Washington Times (Editorial)
January 21, 2016
Barack
Obama is about to find out whether he’s a power unto himself or merely a
president. His immigration orders will be held up against the standard
of the U.S. Constitution,
tattered and oft-ignored as it may be. The outcome, depending on the
reckoning of the United States Supreme Court, could begin the rebuilding
the nation’s broken immigration system and the redrawing, in vivid red
ink, of a bright boundary marking the limits
of the authority of the chief executive.
The
Supreme Court agreed Tuesday to take up United States v. Texas, which
questions whether President Obama broke the law when he ordered an
amnesty that blocked deportation
of 4 million illegal immigrants who are the parents of U.S. citizens,
and gave them work permits. The administration claimed that Deferred Action for Parents of Americans and Lawful Permanent Residents (DAPA)
was practical assistance for illegals whose family
situations make them a low priority for deportation.
But
Texas, joined by 25 other states, sued, arguing that compliance would
burden them with heavy costs. Moreover, the court will examine the
larger question of whether
such orders amount to abandoning the president’s constitutional duty to
“take care that the laws be faithfully executed.”
The
outcome could be decisive in the struggle over immigration policy,
which has pitted open-borders activists inside and outside the Obama
administration against the
states forced to deal with the humanitarian challenges posed by waves
of uninvited immigrants. “This is a great day for millions of immigrants
and their allies,” says Frank Sharry, executive director of America’s
Voice, an immigrant advocacy organization.
“At long last, millions of immigrants will have a full and fair hearing
before the highest court in the land.”
Lawyers
for Mr. Obama say he was “compelled” to act on immigration reform when
Congress did not do so, but the states argue the president has no
constitutional right to
take matters into his own hands. “DAPA is a crucial change in the
nation’s immigration law and policy — and that is precisely why it could
be created only by Congress, rather than unilaterally imposed by the
executive,” wrote Texas Attorney Gen. Ken Paxton
in court papers.
Congress,
not the president, has further authority over the nation’s purse
strings. The annual costs of illegal immigration at the federal, state
and local level is estimated
at $113 billion by the Federation for American Immigration Reform. The
Heritage Foundation reckons that if the 12 million illegals currently in
the United States were allowed to stay the net value of government
benefits they would enjoy over their lifetimes
would reach $6.3 trillion.
The
president has two strikes against him.
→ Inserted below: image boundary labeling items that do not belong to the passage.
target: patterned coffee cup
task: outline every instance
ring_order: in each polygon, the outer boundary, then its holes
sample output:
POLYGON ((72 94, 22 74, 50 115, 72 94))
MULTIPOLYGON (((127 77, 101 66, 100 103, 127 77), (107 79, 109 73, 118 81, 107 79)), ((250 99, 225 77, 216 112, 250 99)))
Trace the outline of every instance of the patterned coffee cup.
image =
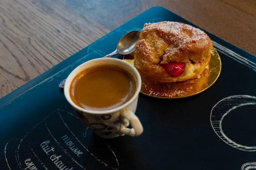
POLYGON ((140 74, 131 65, 119 59, 102 58, 85 62, 75 68, 66 80, 64 94, 66 99, 81 122, 92 129, 96 134, 105 138, 113 138, 125 135, 137 136, 143 132, 140 121, 134 114, 141 88, 140 74), (122 105, 105 110, 89 110, 76 105, 71 99, 70 93, 71 83, 75 76, 86 68, 108 65, 121 67, 132 75, 136 84, 133 96, 122 105), (127 128, 130 124, 132 128, 127 128))

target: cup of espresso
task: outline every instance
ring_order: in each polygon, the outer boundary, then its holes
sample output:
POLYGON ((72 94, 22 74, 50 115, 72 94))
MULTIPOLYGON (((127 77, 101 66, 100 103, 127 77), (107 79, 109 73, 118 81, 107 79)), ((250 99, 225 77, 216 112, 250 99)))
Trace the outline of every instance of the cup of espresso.
POLYGON ((96 134, 137 136, 143 132, 134 114, 141 88, 140 74, 131 65, 102 58, 75 68, 66 80, 64 94, 82 122, 96 134), (130 124, 132 128, 127 128, 130 124))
U.S. District Judge Andrew S.
Hanen in Brownsville, Texas, issued an injunction barring the Department
of Homeland Security
from administering the president’s executive order last February, and
the U.S. 5th Circuit Court of Appeals in New Orleans concurred in
November.
The
High Court should call the third strike, foiling the administration’s
scheme to seize power not in the Constitution. Failing to secure the
nation’s borders, then issuing
orders that would manage the chaos, is the mark of a brazen globalist.
The president contends everyone is a “citizen of the world.” Humanity
indeed shares a planet, but every American deserves the right to open
his door to guests and to close it to the uninvited.
The alternative is an unruly neighborhood.